Hundreds of the New York Jewish community’s leading volunteer fund-raisers, concerned with financing the resettlement of emigrating Soviet Jews and other urgent humanitarian programs and institutions in Israel, in distress zones overseas and in the Metropolitan area, rallied today at the Winter Garden Theater in Times Square, Manhattan.
They started organizing the most widespread mass solicitation effort ever undertaken among Jewish residents of the five boroughs, Westchester and Long Island. Carol Channing, Herschel Bernardi, Elly Stone and Cantor David Kusevitsky starred in “We Are One,” a dramatic and musical spectacle expressing the theme of the mass campaign initiated at today’s gathering.
Extending through April, May and June, the drive will involve 25,000 volunteers aiming at achieving in full the $280 million-goal of the Metropolitan area’s Israel Emergency Fund and coordinated campaigns of the United Jewish Appeal of Greater New York and Federation of Jewish Philanthropies. Some $160 million has been raised since the joint effort to meet overseas and local needs began in the wake of the Yom Kippur War.
The mass solicitation effort is headed by former Congressman Herbert Tenzer, a co-chairman of the coordinated UJA-Federation campaigns. He said its objective is to reach every one of more than 750,000 Jewish families believed to be living in New York City and Westchester. Nassau and Suffolk Counties. He estimated that as many as 200,000 families have contributed towards the amount already raised.

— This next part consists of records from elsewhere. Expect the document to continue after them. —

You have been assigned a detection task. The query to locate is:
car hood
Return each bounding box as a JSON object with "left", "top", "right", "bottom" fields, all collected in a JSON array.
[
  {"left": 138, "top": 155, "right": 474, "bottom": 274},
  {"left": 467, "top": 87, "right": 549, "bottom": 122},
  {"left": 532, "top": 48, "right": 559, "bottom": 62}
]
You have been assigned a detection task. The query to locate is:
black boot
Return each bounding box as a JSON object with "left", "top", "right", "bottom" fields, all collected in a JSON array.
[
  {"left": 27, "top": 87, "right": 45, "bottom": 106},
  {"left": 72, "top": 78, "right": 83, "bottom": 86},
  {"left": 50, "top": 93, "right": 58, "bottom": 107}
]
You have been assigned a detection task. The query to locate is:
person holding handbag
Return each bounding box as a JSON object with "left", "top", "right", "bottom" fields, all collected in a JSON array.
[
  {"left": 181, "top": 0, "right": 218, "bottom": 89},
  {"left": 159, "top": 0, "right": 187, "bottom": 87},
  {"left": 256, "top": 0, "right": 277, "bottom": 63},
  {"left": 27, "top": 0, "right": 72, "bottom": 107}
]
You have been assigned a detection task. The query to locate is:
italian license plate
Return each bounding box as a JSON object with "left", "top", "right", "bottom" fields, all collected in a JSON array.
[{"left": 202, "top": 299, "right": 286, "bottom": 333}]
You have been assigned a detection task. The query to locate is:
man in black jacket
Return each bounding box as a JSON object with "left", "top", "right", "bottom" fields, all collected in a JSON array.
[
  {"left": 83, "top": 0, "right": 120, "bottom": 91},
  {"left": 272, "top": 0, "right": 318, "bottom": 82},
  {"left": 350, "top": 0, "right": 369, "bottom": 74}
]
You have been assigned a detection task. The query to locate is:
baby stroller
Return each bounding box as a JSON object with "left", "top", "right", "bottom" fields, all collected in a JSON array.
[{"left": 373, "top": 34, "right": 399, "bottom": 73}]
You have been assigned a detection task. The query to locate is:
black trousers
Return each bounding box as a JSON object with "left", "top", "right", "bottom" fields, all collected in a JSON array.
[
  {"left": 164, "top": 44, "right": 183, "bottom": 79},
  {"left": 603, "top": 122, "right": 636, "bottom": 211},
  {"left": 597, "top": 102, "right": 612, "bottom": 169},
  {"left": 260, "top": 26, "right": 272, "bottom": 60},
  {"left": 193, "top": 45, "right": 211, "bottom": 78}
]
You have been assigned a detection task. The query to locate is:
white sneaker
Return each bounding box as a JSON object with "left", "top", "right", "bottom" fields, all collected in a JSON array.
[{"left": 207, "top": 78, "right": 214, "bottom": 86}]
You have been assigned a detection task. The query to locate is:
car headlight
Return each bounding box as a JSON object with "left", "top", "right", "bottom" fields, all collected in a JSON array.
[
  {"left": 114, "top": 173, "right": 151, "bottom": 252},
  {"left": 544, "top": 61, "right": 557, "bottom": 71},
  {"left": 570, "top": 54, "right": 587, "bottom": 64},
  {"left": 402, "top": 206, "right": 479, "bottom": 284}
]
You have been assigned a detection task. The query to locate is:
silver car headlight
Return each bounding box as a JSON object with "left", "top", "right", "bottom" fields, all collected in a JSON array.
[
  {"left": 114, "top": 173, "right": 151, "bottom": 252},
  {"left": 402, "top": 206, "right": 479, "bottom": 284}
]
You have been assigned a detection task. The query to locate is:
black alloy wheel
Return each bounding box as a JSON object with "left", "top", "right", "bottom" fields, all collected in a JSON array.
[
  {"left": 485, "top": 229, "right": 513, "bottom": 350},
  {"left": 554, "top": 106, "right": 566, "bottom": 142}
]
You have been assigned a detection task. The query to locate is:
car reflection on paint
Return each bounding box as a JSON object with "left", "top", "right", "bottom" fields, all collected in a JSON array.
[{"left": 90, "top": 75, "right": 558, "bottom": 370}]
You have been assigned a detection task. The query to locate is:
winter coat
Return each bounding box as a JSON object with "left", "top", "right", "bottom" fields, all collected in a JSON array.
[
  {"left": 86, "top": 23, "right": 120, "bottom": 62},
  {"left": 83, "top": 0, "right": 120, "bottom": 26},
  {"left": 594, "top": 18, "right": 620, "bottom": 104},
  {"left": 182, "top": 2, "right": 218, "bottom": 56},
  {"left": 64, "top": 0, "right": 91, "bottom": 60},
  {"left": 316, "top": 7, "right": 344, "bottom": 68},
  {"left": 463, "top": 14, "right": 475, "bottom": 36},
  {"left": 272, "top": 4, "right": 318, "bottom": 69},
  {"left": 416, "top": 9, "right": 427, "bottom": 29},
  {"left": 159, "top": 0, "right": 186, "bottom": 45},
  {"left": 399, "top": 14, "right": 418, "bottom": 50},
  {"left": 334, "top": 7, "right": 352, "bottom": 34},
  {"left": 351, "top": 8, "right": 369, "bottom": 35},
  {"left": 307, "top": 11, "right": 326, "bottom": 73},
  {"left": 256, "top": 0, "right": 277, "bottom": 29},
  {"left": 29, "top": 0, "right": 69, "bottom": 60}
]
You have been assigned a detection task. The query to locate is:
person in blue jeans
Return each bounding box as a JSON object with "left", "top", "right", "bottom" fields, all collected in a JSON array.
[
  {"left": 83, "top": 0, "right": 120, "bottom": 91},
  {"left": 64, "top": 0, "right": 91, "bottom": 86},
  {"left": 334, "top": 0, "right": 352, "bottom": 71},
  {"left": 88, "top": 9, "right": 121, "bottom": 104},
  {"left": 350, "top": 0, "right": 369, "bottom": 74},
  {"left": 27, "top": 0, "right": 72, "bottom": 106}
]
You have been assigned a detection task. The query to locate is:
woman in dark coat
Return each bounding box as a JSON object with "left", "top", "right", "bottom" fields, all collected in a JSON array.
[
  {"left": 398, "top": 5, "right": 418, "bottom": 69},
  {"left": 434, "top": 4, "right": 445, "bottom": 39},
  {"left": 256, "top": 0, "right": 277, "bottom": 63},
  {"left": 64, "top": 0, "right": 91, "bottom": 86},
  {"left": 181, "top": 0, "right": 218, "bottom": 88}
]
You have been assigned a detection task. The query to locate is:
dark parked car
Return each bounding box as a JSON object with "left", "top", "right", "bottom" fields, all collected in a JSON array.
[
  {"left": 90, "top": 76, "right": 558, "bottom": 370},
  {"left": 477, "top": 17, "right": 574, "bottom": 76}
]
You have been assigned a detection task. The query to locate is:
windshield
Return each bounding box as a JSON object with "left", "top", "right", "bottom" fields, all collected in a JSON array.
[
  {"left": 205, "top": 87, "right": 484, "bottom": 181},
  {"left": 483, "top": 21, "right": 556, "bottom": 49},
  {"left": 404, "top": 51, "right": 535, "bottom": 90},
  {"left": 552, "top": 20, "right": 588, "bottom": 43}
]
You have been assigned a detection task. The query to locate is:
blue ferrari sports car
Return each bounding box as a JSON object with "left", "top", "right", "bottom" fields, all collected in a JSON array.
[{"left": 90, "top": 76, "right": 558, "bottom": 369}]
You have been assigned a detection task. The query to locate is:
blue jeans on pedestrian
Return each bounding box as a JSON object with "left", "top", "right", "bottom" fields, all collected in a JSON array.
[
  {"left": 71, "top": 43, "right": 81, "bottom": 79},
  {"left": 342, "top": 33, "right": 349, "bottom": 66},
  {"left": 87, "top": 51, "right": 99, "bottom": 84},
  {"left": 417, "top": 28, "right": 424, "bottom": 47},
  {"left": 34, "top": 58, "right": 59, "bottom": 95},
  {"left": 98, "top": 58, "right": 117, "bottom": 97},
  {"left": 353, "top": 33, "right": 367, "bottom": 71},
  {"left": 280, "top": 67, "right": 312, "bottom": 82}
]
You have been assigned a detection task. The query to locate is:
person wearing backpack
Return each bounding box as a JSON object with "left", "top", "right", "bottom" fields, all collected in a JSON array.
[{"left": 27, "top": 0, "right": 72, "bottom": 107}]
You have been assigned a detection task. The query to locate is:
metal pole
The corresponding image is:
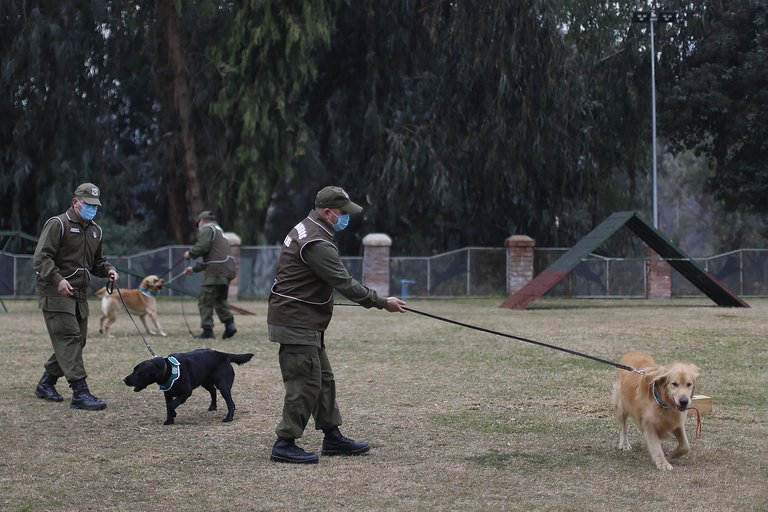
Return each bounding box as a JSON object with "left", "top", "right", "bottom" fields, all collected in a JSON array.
[{"left": 650, "top": 12, "right": 659, "bottom": 228}]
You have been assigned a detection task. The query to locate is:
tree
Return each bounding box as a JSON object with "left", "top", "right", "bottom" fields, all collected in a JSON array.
[
  {"left": 292, "top": 1, "right": 597, "bottom": 254},
  {"left": 210, "top": 0, "right": 342, "bottom": 243},
  {"left": 155, "top": 0, "right": 205, "bottom": 243},
  {"left": 661, "top": 0, "right": 768, "bottom": 215}
]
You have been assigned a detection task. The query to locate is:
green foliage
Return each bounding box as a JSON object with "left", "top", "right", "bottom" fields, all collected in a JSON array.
[
  {"left": 2, "top": 0, "right": 767, "bottom": 255},
  {"left": 294, "top": 1, "right": 601, "bottom": 254},
  {"left": 661, "top": 0, "right": 768, "bottom": 214},
  {"left": 97, "top": 215, "right": 154, "bottom": 255},
  {"left": 210, "top": 0, "right": 342, "bottom": 243}
]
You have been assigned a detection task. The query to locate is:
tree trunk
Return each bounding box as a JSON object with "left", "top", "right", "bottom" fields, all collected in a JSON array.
[{"left": 155, "top": 0, "right": 204, "bottom": 243}]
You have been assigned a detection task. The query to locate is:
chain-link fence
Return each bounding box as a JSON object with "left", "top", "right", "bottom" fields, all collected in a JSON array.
[{"left": 3, "top": 246, "right": 768, "bottom": 299}]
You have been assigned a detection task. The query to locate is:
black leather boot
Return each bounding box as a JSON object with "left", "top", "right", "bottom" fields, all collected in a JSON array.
[
  {"left": 322, "top": 427, "right": 370, "bottom": 456},
  {"left": 69, "top": 379, "right": 107, "bottom": 411},
  {"left": 194, "top": 327, "right": 215, "bottom": 339},
  {"left": 270, "top": 438, "right": 319, "bottom": 464},
  {"left": 222, "top": 319, "right": 237, "bottom": 339},
  {"left": 35, "top": 372, "right": 64, "bottom": 402}
]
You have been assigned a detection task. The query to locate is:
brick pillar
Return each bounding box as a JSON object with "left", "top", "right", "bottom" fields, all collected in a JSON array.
[
  {"left": 362, "top": 233, "right": 391, "bottom": 297},
  {"left": 505, "top": 235, "right": 535, "bottom": 295},
  {"left": 646, "top": 248, "right": 671, "bottom": 299},
  {"left": 223, "top": 232, "right": 241, "bottom": 301}
]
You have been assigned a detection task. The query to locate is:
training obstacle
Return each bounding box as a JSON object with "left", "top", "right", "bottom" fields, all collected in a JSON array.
[{"left": 500, "top": 211, "right": 749, "bottom": 310}]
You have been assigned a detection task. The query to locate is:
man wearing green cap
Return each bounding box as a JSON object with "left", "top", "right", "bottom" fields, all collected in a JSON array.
[
  {"left": 183, "top": 210, "right": 237, "bottom": 339},
  {"left": 33, "top": 182, "right": 118, "bottom": 411},
  {"left": 268, "top": 185, "right": 407, "bottom": 464}
]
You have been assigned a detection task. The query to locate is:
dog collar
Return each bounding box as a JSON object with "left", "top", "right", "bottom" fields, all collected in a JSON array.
[
  {"left": 140, "top": 288, "right": 157, "bottom": 298},
  {"left": 158, "top": 356, "right": 181, "bottom": 392},
  {"left": 652, "top": 382, "right": 669, "bottom": 409}
]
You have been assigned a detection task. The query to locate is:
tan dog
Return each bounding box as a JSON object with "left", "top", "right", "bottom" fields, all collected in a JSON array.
[
  {"left": 96, "top": 275, "right": 166, "bottom": 338},
  {"left": 614, "top": 351, "right": 700, "bottom": 470}
]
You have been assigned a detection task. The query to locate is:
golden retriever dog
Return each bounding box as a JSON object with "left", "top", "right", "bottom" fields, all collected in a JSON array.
[
  {"left": 613, "top": 351, "right": 700, "bottom": 470},
  {"left": 95, "top": 275, "right": 166, "bottom": 338}
]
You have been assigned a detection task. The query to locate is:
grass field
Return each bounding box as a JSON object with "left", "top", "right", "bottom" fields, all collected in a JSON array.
[{"left": 1, "top": 296, "right": 767, "bottom": 511}]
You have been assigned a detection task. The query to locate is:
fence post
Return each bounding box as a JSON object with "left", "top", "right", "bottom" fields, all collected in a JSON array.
[
  {"left": 363, "top": 233, "right": 391, "bottom": 297},
  {"left": 645, "top": 248, "right": 671, "bottom": 299},
  {"left": 224, "top": 232, "right": 242, "bottom": 301},
  {"left": 505, "top": 235, "right": 535, "bottom": 295}
]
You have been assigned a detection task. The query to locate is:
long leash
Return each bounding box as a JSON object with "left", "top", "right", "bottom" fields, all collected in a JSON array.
[
  {"left": 106, "top": 281, "right": 158, "bottom": 358},
  {"left": 179, "top": 284, "right": 197, "bottom": 338},
  {"left": 160, "top": 258, "right": 187, "bottom": 279},
  {"left": 337, "top": 303, "right": 644, "bottom": 374},
  {"left": 168, "top": 270, "right": 198, "bottom": 338},
  {"left": 338, "top": 303, "right": 707, "bottom": 435}
]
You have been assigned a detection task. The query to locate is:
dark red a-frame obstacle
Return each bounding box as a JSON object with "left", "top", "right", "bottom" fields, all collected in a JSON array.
[{"left": 500, "top": 211, "right": 749, "bottom": 310}]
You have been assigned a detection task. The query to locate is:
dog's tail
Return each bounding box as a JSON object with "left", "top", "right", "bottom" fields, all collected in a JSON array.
[
  {"left": 94, "top": 286, "right": 108, "bottom": 298},
  {"left": 227, "top": 353, "right": 254, "bottom": 365}
]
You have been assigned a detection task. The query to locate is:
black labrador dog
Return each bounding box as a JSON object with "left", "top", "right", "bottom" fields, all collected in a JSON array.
[{"left": 123, "top": 349, "right": 254, "bottom": 425}]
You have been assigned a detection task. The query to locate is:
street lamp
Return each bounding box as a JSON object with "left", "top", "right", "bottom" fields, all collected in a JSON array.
[{"left": 632, "top": 8, "right": 677, "bottom": 229}]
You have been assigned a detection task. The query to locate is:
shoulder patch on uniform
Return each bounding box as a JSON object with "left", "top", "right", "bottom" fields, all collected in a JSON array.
[
  {"left": 70, "top": 227, "right": 81, "bottom": 233},
  {"left": 283, "top": 235, "right": 293, "bottom": 248},
  {"left": 295, "top": 222, "right": 307, "bottom": 240}
]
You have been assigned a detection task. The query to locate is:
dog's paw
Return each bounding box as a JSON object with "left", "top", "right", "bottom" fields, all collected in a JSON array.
[
  {"left": 222, "top": 416, "right": 234, "bottom": 423},
  {"left": 657, "top": 461, "right": 674, "bottom": 471},
  {"left": 618, "top": 442, "right": 632, "bottom": 451},
  {"left": 669, "top": 446, "right": 689, "bottom": 459},
  {"left": 159, "top": 332, "right": 167, "bottom": 337},
  {"left": 163, "top": 418, "right": 175, "bottom": 426},
  {"left": 208, "top": 405, "right": 217, "bottom": 412}
]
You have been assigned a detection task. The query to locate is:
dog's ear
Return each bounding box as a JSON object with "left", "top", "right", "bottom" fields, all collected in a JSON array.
[
  {"left": 643, "top": 365, "right": 668, "bottom": 385},
  {"left": 686, "top": 364, "right": 701, "bottom": 380}
]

“We are deeply conscious,” Tenzer told an audience of 1500 at the Winter Garden, “that this mass effort must represent a significant step forward in our continuing struggle to assure the survival of the Jewish people. It will go forward in every industry and profession, in every neighbor-hood and every community, until we can be certain that everyone who is able is given the opportunity to add his contribution to our coordinated campaign.” Tenzer said the cost of transportation, housing, aid on arrival and other necessary assistance for Soviet Jews has risen to $40,250 per family from $35,000 a year ago.